A 40-year-old shopping icon in Orchard Road is at risk of losing its tenants to upcoming malls in the area.
Sources told Channel NewsAsia that about half of Shaw Centre’s office and retail tenants had moved out within the last six months.
Many of them refused to renew their leases after Shaw raised rents by about 100 per cent.
Tyan and Betty Barclays, both upmarket boutiques on the ground floor of Shaw, are moving out over the next few months.
Tyan is going to ION and Betty Barclays to Orchard Central, both new malls that are coming up.
And they are not the first to ship out.
Gamon Video had moved to nearby Far East Shopping Centre in June last year.
The owner of the video outlet, Sandra Kok, said Shaw wanted to double her rent to about S$14 per square foot when her lease was up for renewal.
Ms Kok said: “When we asked them (Shaw) whether they were going to renovate, they said they were not sure yet at the moment. We also knew that we could not stay, because many of the shops were moving out. Recently when I checked, about 20 units were vacant, even the office (tenants) were also moving.
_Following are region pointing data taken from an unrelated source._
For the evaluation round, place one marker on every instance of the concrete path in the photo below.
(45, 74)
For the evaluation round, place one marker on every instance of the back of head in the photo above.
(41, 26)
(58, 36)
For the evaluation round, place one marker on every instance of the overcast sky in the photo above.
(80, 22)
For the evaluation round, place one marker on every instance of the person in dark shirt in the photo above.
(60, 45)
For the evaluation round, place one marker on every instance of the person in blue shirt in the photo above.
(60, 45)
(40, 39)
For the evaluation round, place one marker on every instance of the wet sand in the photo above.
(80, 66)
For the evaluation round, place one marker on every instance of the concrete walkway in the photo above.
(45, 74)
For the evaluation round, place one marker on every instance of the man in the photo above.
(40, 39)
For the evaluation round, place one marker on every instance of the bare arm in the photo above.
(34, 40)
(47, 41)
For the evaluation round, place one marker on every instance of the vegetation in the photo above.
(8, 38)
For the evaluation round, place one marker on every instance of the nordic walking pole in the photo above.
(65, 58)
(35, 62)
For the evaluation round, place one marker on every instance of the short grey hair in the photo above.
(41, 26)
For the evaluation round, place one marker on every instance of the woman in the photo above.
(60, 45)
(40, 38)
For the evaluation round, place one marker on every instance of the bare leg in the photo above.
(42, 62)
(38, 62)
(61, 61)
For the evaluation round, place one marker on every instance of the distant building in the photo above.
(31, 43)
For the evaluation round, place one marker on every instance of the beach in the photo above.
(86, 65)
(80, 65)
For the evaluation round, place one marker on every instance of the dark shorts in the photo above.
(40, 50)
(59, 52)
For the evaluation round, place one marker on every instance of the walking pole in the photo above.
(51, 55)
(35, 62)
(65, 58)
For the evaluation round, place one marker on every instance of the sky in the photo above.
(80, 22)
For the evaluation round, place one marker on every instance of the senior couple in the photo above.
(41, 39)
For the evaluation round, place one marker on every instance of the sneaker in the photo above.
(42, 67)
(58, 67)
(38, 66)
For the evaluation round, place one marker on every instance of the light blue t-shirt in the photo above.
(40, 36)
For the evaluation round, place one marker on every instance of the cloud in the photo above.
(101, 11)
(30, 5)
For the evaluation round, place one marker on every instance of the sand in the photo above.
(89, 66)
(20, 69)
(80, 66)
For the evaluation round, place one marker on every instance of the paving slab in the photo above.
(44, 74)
Some of them said they would find a new place.”
Some tenants who did not want to be named told Channel NewsAsia that they had not received the official word from their landlord about the centre’s renovations.
Some said they only heard it through a centre manager. When contacted, Shaw declined to comment. It would only say that it is in the midst of finalising plans and an outcome is expected in a few months.
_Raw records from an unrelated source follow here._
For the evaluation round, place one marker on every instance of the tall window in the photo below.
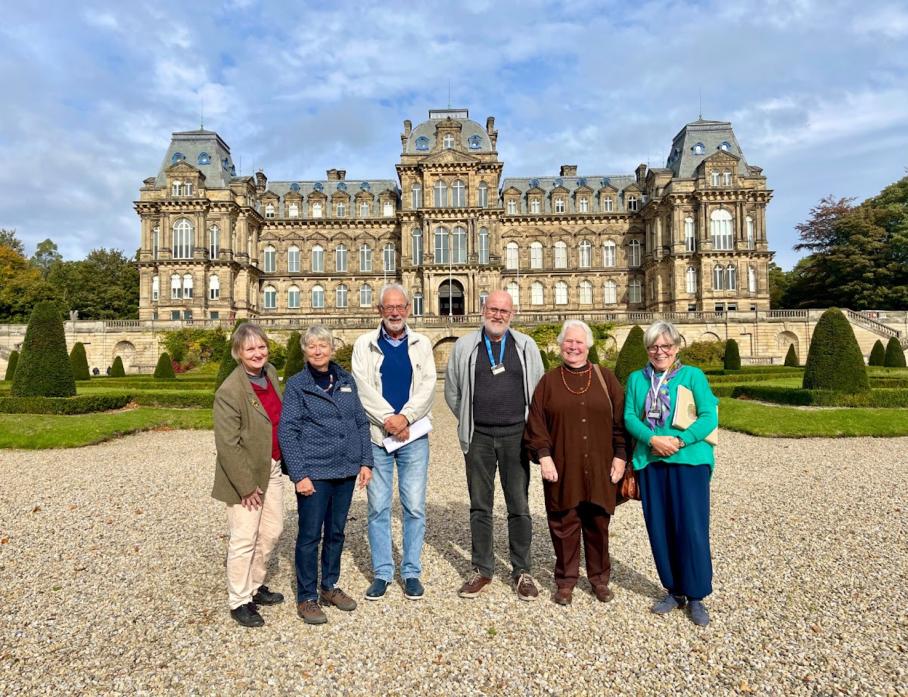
(182, 239)
(318, 259)
(720, 229)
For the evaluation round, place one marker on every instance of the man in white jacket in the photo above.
(395, 373)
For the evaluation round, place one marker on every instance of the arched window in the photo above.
(720, 230)
(318, 298)
(182, 239)
(293, 259)
(535, 255)
(318, 259)
(512, 256)
(561, 293)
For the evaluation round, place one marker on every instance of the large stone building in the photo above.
(687, 237)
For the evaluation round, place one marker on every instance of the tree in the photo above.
(895, 356)
(44, 369)
(79, 362)
(834, 359)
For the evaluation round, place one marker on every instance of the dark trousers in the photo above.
(325, 509)
(675, 502)
(566, 528)
(506, 454)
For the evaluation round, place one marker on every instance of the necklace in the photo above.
(589, 379)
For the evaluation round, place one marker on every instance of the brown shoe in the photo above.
(526, 587)
(563, 596)
(474, 586)
(310, 612)
(338, 599)
(603, 593)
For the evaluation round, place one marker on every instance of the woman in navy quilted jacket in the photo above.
(324, 437)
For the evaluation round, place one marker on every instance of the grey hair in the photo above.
(657, 329)
(389, 287)
(242, 334)
(576, 323)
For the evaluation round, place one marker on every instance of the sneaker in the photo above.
(474, 586)
(413, 588)
(338, 599)
(311, 612)
(668, 603)
(698, 613)
(247, 615)
(377, 589)
(526, 587)
(263, 596)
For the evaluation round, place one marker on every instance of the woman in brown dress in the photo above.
(575, 432)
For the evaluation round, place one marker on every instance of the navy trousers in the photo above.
(675, 502)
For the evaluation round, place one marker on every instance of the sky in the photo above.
(817, 93)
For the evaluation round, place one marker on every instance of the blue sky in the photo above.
(817, 93)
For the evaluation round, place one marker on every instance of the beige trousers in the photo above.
(253, 535)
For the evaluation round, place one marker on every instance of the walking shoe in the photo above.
(668, 603)
(526, 587)
(413, 588)
(263, 596)
(311, 612)
(474, 586)
(338, 599)
(698, 613)
(377, 589)
(247, 615)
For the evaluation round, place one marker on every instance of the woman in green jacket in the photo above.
(673, 467)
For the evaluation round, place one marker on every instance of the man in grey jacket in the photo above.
(489, 383)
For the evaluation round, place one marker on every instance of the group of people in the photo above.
(332, 429)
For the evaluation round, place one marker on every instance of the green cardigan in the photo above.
(696, 450)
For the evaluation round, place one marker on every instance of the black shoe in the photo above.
(263, 596)
(247, 615)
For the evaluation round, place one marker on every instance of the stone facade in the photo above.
(689, 237)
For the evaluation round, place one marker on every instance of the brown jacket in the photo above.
(242, 436)
(582, 433)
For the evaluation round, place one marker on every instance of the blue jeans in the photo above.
(412, 474)
(326, 508)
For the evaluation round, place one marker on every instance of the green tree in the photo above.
(79, 362)
(834, 359)
(895, 356)
(44, 369)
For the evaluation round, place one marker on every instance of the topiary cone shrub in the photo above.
(164, 369)
(632, 355)
(791, 358)
(79, 361)
(895, 357)
(732, 358)
(834, 360)
(44, 369)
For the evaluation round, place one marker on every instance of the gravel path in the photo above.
(112, 581)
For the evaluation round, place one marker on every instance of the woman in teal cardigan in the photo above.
(673, 468)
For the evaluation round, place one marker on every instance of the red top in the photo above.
(272, 403)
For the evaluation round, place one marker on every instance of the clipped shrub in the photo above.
(732, 358)
(11, 365)
(834, 359)
(791, 358)
(632, 355)
(79, 361)
(44, 369)
(895, 357)
(164, 369)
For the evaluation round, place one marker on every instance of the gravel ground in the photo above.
(112, 581)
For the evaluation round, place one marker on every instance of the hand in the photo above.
(618, 466)
(664, 445)
(547, 466)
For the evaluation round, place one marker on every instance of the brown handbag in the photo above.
(627, 487)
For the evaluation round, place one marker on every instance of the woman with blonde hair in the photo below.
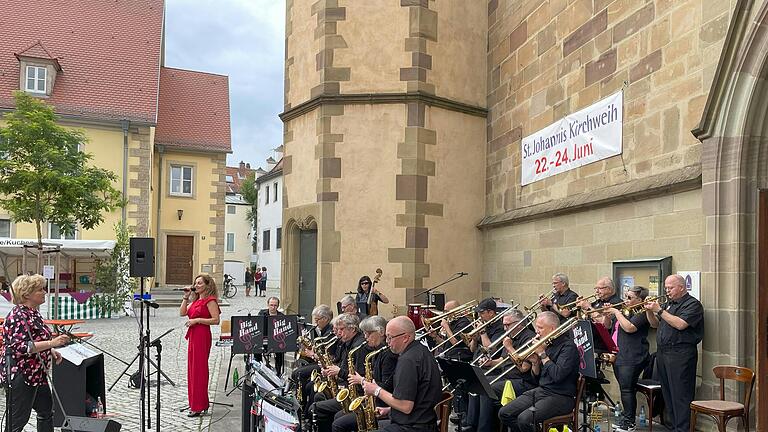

Still, it seems clear that older developments like Shaw Centre need to redevelop soon or risk losing tenants to newer malls.
Grace Ng, Deputy Managing Director, Agency and Business Services, Colliers International, said: “The ION Orchard, 313 Somerset, Orchard Central — all these are actually competing for tenants, so it is inevitable that they (Shaw) have to redevelop. So whether it is a market downturn or upturn, you still need to redevelop and renovate to keep up with the times.
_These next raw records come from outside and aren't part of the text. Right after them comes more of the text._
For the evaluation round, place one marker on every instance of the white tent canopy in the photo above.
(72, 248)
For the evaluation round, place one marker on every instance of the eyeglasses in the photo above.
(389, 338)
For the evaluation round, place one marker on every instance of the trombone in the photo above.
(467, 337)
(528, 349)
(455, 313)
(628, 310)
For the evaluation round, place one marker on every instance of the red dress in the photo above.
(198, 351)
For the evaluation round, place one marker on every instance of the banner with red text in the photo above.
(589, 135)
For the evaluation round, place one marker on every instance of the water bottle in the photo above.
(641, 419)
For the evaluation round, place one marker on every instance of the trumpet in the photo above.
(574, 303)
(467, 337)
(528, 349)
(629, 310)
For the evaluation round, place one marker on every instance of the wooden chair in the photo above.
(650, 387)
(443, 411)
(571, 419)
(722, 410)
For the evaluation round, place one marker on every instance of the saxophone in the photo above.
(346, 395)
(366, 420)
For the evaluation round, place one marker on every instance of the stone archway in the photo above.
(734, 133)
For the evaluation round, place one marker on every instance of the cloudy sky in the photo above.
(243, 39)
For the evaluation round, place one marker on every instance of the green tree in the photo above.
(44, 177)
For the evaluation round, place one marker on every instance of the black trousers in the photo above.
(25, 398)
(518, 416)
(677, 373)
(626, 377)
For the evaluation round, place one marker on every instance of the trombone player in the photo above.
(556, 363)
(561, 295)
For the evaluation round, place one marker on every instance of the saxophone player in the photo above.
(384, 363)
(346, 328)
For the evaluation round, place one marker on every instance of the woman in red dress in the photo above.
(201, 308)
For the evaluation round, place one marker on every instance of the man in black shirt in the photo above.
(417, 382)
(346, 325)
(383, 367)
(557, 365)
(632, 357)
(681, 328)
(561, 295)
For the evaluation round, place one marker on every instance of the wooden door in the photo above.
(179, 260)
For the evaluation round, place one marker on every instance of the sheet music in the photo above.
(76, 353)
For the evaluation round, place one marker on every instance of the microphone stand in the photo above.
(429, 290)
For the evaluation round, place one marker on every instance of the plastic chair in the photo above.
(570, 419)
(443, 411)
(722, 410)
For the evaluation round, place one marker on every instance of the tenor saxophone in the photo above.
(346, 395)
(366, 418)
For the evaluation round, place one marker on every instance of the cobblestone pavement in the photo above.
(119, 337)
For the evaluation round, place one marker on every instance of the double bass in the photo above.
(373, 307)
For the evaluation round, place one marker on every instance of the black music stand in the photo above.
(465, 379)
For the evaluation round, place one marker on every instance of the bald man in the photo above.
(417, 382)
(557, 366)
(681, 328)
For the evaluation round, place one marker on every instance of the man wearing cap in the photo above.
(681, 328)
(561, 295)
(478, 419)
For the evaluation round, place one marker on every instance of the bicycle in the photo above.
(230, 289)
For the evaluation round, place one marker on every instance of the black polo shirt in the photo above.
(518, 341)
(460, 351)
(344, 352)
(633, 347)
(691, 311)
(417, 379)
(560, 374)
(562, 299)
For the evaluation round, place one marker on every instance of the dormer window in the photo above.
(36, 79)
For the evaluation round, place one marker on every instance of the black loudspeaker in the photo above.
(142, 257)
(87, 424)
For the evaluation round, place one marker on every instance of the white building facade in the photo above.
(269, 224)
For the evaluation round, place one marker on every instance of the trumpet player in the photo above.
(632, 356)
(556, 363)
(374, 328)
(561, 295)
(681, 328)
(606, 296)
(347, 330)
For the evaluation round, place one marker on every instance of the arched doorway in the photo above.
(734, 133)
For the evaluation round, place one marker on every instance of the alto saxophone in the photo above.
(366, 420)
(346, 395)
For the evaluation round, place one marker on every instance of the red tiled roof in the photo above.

“But they may have to adopt a few strategies to ease the cashflow, like phasing up the development so that they can retain the tenants.”
To attract tenants in this downturn, some malls have also implemented a flexible rent structure, pegging the rental to the tenant’s gross turnover.
Ms Ng said: “In view of the market downturn, they may work out a lower base rent, a lower fixed cost and higher percentage turnover. That means the percentage turnover may be a bigger component.
“In light of that, they can also beef up their advertising and promotion budget. To attract shoppers to the mall, they can offer promotions such as free first hour parking, or tie up with credit card companies to offer discounts. All these will attract shoppers to the mall and in turn help tenants.”